If. Two letter word that can cast shadows over mountains. Because backing up, there are many, many hardworking people in this country who are uninsured. I hope that no one reading this is naïve enough to think that only people who are too lazy or disinterested in working don’t have health insurance. There’s a reason that health insurance has been in the forefront of elections--federal, state and local, for so many years. Not everyone who works can afford health insurance. And guess what. That is especially true for those of us who work for minimum wage or less. And, from my soapbox, lest you be tempted to judge whether people making that level of money should have children or not, remember that if not infertile, we don’t get to decide whether someone has children or not. There is no licensing or regulation or permit required to have a baby.
It’s only when there is a dysfunction of the reproductive organs that any of us get involved in a conversation about who gets to have children.
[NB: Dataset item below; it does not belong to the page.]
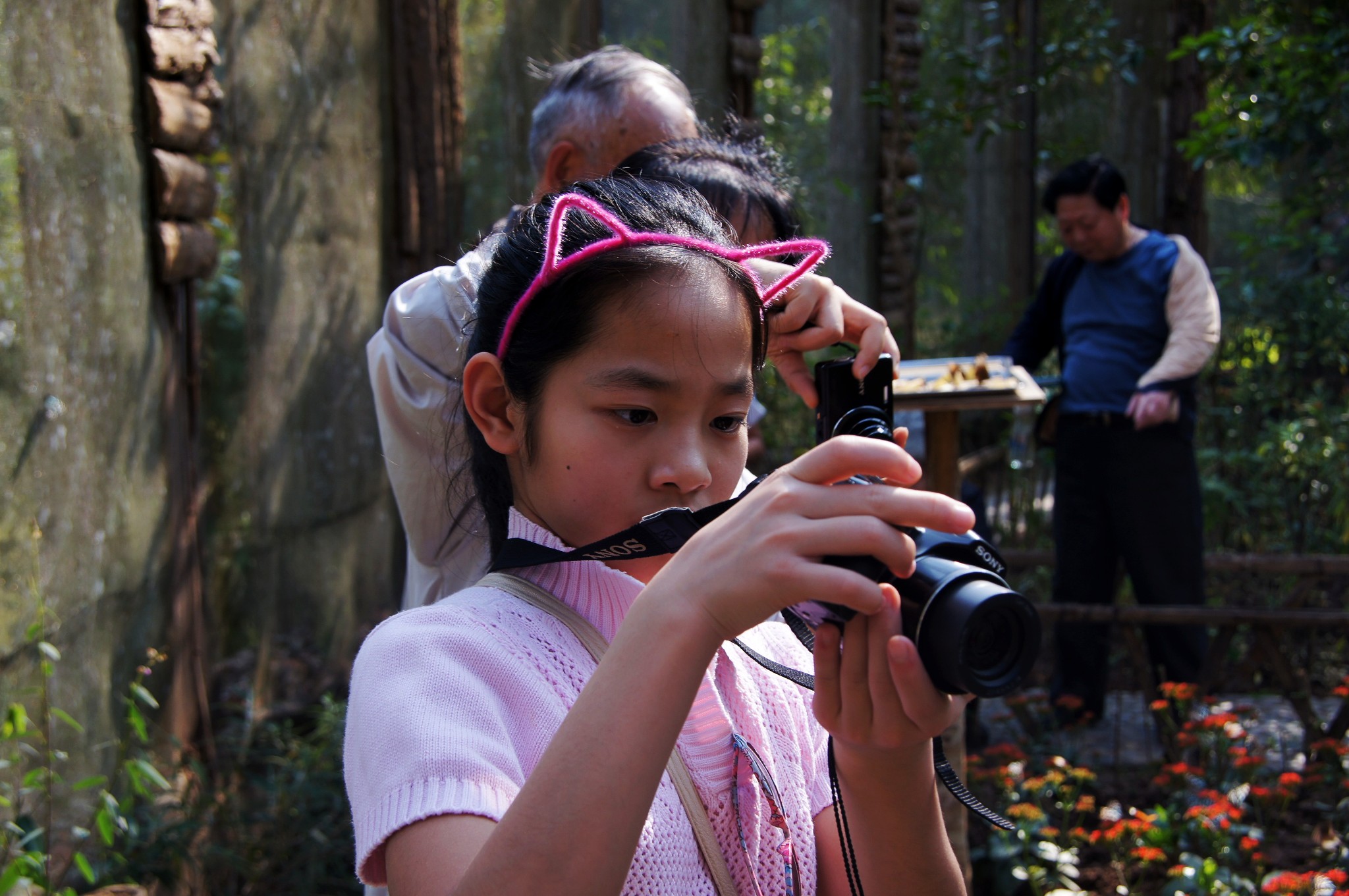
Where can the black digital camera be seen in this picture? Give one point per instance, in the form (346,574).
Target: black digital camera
(974,633)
That’s a whole other blog. Stay tuned, it's coming.
State Mandates for Fertility Treatment
Back to the medical insurance piece of this conversation. If you have medical insurance, and you live in one of the following 15 states--Arkansas, California, Connecticut, Hawaii, Illinois, Louisiana, Maryland, Massachusetts, Montana, New Jersey, New York, Ohio, Rhode Island, Texas and West Virginia--then there’s a better chance that a state mandate will cover your fertility treatment. That will still depend on many factors such as how many people work in your company; where your insurance company exists; whether you work for a not-for-profit or a religious organization, etc. If you have medical insurance, then there’s a chance you won’t need to worry about a state mandate because you may not need it.
Most of us, even with the best medical insurance, even in the best mandated state, have costs for fertility treatment that are not reimbursable by medical insurance. And most of us, even with the best medical insurance and state mandates, find there is a ceiling to what is covered.
Even with insurance or being covered by a state mandate, there will be costs that are up to you to cover. Some are financial costs: deductibles, medications, out-of-network expenses, limits and caps, exclusions, etc. Some costs are less tangible, such as the amount of time that you need to take off work or the job/promotion that you turn down because it will interfere with your fertility treatment. It could be the vacation you postpone or the trip to visit an ill relative that you cannot make at a critical time. It may be the cost of gas to get back and forth to the fertility practice several times a week, and the wear and tear on your car. It may be the sheer physical exhaustion from driving to your fertility program before work for scans/blood draws.
There are lots of costs for infertility and fertility treatment that are not financial, uncovered by state mandates or medical insurance.
That’s if you have medical insurance.